At a Little League game years ago the fans were outraged at the manner in which a father treated his son after the son had ran past another child on base in front of him. I’m certain the boy, now probably a father has never really got over the embarrassment heaped upon him by his dad. Later that week the World Series was played and wouldn’t you know it, a team had two runners on base, the batter hit a good shot in the gap and one of the runners got so excited he passed the runner in front of him, essentially making the effort of all three players of non-effect!
The Little Leaguer made a mistake of ignorance. The Major Leaguer a mistake of emotion.
Sometimes we make a mistake of choice. We choose to cut a corner or any number of disastrous choices and call it a mistake all the while knowing we chose to go against the rule concerning such choices. Sin, is the more correct word. Sins can be forgiven. But mistakes and sins have a lot in common. They seem to occur over and over again. Why? It’s simple:
“Mistakes should be examined, learned from, and discarded; not dwelled upon and stored.” Tim Fargo,
That we should learn from mistakes and sins is laid before us in the bulk of all literature, ancient and modern, both religious and secular. Learn from your mistakes, your missteps and your outright sins. I heard a man talk about David’s mistake with Bathsheba. I took issue with the downplaying of David’s sin, though I confess “mistake” sounds more palatable in today’s world. Yet David cried, “My Sin is ever before me.” David’s mistake in his dealing with his sin was dwelling on it, rather than confessing it, forsaking it and permitting it to get out of his mind, as according to scripture it was out of God’s memory.
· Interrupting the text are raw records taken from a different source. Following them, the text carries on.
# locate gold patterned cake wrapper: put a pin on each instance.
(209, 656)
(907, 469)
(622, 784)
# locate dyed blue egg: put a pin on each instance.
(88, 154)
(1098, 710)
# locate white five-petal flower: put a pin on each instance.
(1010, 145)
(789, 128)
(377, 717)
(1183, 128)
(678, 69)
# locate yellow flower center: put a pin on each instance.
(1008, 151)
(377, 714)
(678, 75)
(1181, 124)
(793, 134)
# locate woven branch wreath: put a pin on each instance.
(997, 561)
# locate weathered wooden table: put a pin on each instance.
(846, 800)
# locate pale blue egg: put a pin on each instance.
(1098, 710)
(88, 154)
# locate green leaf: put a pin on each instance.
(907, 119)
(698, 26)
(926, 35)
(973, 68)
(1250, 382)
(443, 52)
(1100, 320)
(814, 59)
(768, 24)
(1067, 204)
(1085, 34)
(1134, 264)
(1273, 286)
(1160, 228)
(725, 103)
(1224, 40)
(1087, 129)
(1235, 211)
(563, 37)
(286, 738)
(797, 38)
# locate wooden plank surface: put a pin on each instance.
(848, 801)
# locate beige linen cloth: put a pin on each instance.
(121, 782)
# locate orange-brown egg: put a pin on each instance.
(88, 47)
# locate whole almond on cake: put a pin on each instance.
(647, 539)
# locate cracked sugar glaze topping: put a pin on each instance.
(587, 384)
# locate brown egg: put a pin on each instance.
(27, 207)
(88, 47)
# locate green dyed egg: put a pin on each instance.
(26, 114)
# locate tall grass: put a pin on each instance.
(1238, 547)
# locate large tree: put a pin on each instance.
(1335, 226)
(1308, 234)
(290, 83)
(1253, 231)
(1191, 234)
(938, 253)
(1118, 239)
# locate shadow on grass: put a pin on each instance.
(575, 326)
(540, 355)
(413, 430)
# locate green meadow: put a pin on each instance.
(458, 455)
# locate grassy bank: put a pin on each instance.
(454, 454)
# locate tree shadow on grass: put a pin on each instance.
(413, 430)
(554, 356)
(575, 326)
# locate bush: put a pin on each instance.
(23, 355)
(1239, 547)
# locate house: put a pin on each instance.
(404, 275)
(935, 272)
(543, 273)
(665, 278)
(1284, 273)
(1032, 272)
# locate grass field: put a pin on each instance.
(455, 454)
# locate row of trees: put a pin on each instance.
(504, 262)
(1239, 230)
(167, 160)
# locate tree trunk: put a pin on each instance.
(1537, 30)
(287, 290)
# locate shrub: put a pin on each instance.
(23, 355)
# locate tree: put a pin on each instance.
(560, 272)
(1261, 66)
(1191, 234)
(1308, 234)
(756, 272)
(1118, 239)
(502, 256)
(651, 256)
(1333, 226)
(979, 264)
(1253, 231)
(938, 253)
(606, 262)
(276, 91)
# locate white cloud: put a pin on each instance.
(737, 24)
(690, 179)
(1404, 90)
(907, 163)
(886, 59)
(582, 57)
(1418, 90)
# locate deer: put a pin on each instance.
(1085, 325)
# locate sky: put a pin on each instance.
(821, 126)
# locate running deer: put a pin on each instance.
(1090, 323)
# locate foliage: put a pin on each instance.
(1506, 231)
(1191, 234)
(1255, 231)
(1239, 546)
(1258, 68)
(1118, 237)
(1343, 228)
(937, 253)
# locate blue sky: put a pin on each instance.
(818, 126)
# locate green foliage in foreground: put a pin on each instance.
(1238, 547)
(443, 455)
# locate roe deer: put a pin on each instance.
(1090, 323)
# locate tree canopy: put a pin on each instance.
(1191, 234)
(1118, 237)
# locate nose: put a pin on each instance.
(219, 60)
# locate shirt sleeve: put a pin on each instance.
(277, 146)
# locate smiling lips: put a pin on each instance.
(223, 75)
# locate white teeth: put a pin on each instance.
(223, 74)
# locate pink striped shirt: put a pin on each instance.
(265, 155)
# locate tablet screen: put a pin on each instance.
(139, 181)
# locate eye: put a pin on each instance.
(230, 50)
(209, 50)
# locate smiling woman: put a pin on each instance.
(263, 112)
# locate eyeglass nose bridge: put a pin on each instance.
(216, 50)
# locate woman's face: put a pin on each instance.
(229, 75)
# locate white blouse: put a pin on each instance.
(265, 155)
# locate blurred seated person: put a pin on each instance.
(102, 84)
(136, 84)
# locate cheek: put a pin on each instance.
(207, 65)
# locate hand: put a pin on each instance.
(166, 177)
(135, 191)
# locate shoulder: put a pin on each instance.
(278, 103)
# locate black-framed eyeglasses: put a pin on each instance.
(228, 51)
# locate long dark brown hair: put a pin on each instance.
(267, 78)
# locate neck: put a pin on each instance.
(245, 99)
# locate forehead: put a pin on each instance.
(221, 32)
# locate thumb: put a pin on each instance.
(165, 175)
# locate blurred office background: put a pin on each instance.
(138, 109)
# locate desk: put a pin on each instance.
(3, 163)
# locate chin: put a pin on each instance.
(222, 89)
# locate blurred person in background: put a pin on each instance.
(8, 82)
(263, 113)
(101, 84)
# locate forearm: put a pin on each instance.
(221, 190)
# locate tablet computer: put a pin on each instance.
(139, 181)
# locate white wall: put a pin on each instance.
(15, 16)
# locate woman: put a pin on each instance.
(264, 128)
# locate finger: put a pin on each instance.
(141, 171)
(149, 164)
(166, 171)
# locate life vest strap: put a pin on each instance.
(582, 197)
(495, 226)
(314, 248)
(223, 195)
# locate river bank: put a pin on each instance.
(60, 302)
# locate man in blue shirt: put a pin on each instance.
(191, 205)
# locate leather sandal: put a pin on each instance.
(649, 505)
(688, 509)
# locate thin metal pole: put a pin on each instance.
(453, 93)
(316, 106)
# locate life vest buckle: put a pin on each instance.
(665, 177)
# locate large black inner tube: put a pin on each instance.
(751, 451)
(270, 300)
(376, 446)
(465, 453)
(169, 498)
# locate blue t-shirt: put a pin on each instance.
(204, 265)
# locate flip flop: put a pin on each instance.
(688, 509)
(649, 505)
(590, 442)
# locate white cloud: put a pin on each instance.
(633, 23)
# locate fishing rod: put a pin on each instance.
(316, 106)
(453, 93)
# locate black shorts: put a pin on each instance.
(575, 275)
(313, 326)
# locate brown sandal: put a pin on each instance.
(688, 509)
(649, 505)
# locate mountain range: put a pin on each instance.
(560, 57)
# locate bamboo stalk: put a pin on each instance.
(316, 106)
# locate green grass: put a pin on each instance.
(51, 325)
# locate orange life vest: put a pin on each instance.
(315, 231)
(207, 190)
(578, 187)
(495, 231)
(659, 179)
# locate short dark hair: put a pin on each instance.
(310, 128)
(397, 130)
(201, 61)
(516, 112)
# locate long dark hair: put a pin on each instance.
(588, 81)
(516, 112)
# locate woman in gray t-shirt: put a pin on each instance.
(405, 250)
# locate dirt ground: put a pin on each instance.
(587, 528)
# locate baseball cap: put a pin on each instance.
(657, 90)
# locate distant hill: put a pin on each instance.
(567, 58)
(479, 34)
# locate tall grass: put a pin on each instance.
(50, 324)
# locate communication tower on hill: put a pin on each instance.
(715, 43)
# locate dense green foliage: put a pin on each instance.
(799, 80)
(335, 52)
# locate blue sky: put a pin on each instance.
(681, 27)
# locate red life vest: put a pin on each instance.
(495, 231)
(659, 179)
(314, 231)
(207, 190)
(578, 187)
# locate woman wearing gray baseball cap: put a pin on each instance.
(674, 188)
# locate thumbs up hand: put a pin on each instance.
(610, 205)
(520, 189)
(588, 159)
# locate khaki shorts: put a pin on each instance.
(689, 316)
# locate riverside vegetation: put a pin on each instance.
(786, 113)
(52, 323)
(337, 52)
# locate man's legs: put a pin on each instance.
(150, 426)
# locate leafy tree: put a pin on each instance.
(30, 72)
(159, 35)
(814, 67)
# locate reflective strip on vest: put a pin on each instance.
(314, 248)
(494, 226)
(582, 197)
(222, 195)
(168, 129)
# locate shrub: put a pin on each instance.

The writer of Hebrews puts it like this: “For I will be merciful to their unrighteousness, and their sins and their lawless deeds I will remember no more.” Hebrews 8:12.
Examine, learn from and discard your sins and your mistakes and to use the overused phrase, go forward. Once mistakes and sins are wiped away by the Blood of Christ, constantly dwelling on them only brings unnecessary emotional pain. Christ sets us free to serve and enjoy Him, having been pronounced clean by Him.